A young woman whose death triggered weeks of violent unrest in Iran did not die due to blows to the head and limbs but from multiple organ failure, a coroner's report said Friday.
Mahsa Amini, a 22-year-old from Iran’s Kurdistan region, died in custody after she was detained last month by morality police in Iran’s capital, Tehran, for allegedly failing to fully cover her hair and defying the country’s strict dress codes.

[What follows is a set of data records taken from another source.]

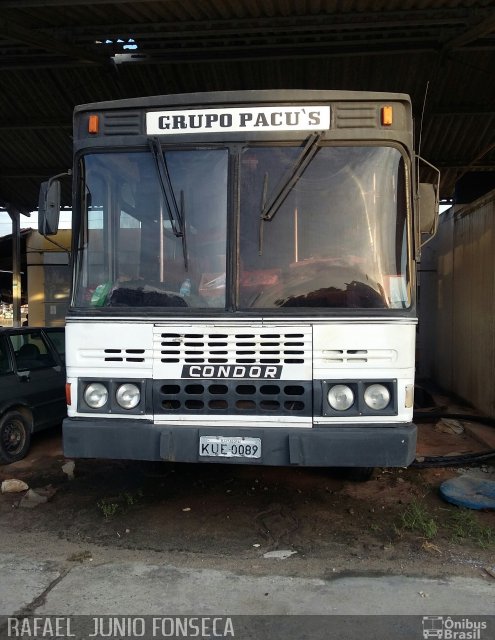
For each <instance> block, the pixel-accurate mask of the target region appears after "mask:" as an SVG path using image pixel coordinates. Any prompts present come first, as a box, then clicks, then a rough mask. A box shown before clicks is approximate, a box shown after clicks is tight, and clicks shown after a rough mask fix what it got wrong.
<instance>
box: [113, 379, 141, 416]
mask: <svg viewBox="0 0 495 640" xmlns="http://www.w3.org/2000/svg"><path fill="white" fill-rule="evenodd" d="M115 399H116V400H117V403H118V404H119V406H121V407H122V409H134V407H137V405H138V404H139V401H140V400H141V391H139V387H137V386H136V385H135V384H131V383H130V382H127V383H126V384H121V385H120V387H119V388H118V389H117V393H116V394H115Z"/></svg>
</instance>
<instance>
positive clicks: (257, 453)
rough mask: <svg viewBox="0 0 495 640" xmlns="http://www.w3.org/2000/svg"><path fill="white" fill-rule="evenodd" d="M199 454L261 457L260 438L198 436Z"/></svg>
mask: <svg viewBox="0 0 495 640" xmlns="http://www.w3.org/2000/svg"><path fill="white" fill-rule="evenodd" d="M199 455H200V456H208V457H215V458H261V438H242V437H237V436H234V437H232V438H227V437H225V436H200V438H199Z"/></svg>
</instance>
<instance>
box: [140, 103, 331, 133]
mask: <svg viewBox="0 0 495 640" xmlns="http://www.w3.org/2000/svg"><path fill="white" fill-rule="evenodd" d="M329 128H330V107H329V106H321V105H307V106H292V105H290V106H279V107H244V108H231V109H184V110H183V111H149V112H148V113H147V114H146V132H147V133H148V134H150V135H177V134H183V133H218V132H222V131H321V130H325V129H329Z"/></svg>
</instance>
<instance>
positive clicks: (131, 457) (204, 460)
mask: <svg viewBox="0 0 495 640" xmlns="http://www.w3.org/2000/svg"><path fill="white" fill-rule="evenodd" d="M219 435H221V436H227V437H233V436H244V437H255V438H261V443H262V444H261V450H262V453H261V458H258V459H253V458H222V457H203V456H200V455H199V438H200V436H219ZM416 436H417V429H416V425H414V424H412V423H407V424H402V423H401V424H387V425H377V424H368V425H354V426H348V425H345V426H344V425H332V426H329V427H313V428H309V429H304V428H303V429H302V428H294V427H264V428H263V427H260V428H257V427H249V428H246V427H242V426H238V427H235V426H230V427H226V426H221V427H201V426H198V427H184V426H181V425H178V424H173V425H155V424H153V423H149V422H144V421H139V420H116V419H110V420H105V419H87V418H86V419H81V418H66V419H65V420H64V422H63V445H64V454H65V455H66V456H67V457H69V458H111V459H124V460H164V461H169V462H215V463H228V464H260V465H271V466H289V465H294V466H306V467H405V466H407V465H409V464H410V463H411V462H412V461H413V460H414V457H415V453H416Z"/></svg>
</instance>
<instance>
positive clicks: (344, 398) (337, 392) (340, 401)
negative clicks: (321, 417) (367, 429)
mask: <svg viewBox="0 0 495 640" xmlns="http://www.w3.org/2000/svg"><path fill="white" fill-rule="evenodd" d="M327 398H328V404H329V405H330V406H331V407H332V409H335V411H346V410H347V409H349V407H352V405H353V404H354V393H353V392H352V389H351V388H350V387H348V386H347V385H346V384H336V385H335V386H333V387H330V389H329V390H328V395H327Z"/></svg>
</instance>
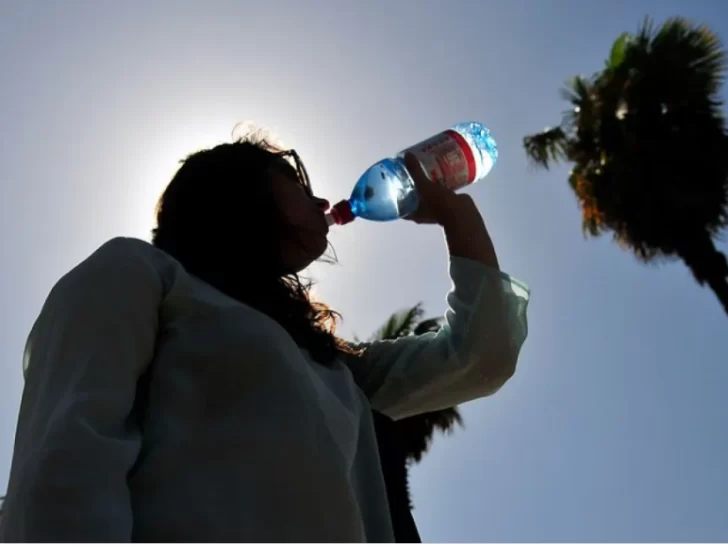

Three days later, she was dead.
Police said Amini died after falling ill and slipping into a coma, but her family have said that witnesses told them she had been beaten by officers and have complained about the way investigations into her death have been conducted.
However, The Iranian Legal Medical Organization, which describes itself as independent but is part of the country’s judiciary, said in Friday's report that an “underlying disease” related to surgery she had when she was 8, had caused Amini to lose consciousness after she “developed disorder in her heart rhythm and suffered from a decrease in blood pressure.”
A resuscitation operation “proved ineffective,” the statement said, adding that “in the first critical minutes, she suffered from severe hypoxia and brain damage as a result.”
Those suffering from Hypoxia have low levels of oxygen in the body. Symptoms include a rapid heart rate and breathing difficulties.
A physical examination of the body and autopsy, pathology tests showed her “death was not caused by blows to the head or any vital organs and parts of the body,” the report said.
Amini's family have previously denied that she had a pre-existing condition. They have not commented on the report.
Police have also denied allegations that Amini was beaten and insisted that she died after suffering a heart attack. Iranian President Ebrahim Raisi, a hard-liner, has since ordered an investigation into her death and said he offered his condolences to her family.
Iran’s supreme leader Ayatollah Ali Khamenei also broke his silence about her death on Monday.
“Our hearts are broken for the young girl,” he said at a graduation ceremony for military cadets at the Imam Hassan Training Center in northwestern Tehran, according to the government-aligned Tasnim news agency.
He also accused the United States and Israel of planning the protests which have taken place in cities across the country and seen people take to the streets daily in anti-government demonstrations.
Iranian women have played a prominent role in the demonstrations and have been seen waving and burning their headscarves in a direct challenge to the government's strict laws on how women should dress.
Schoolgirls have also joined the anti-government protests, removing their headscarves and chanting slogans against the Islamic Republic.
Outside Iran, social media users have cut their hair in solidarity, while thousands have attended rallies in European capitals and American cities like Los Angeles. The Iranian men’s soccer team held its own silent protest before a game in Austria last week, wearing black jackets that covered their national team emblem.
Iranian state TV reported last week that 41 had died in the demonstrations, although no official number has been given since then. However, human rights groups estimate this number to be much higher.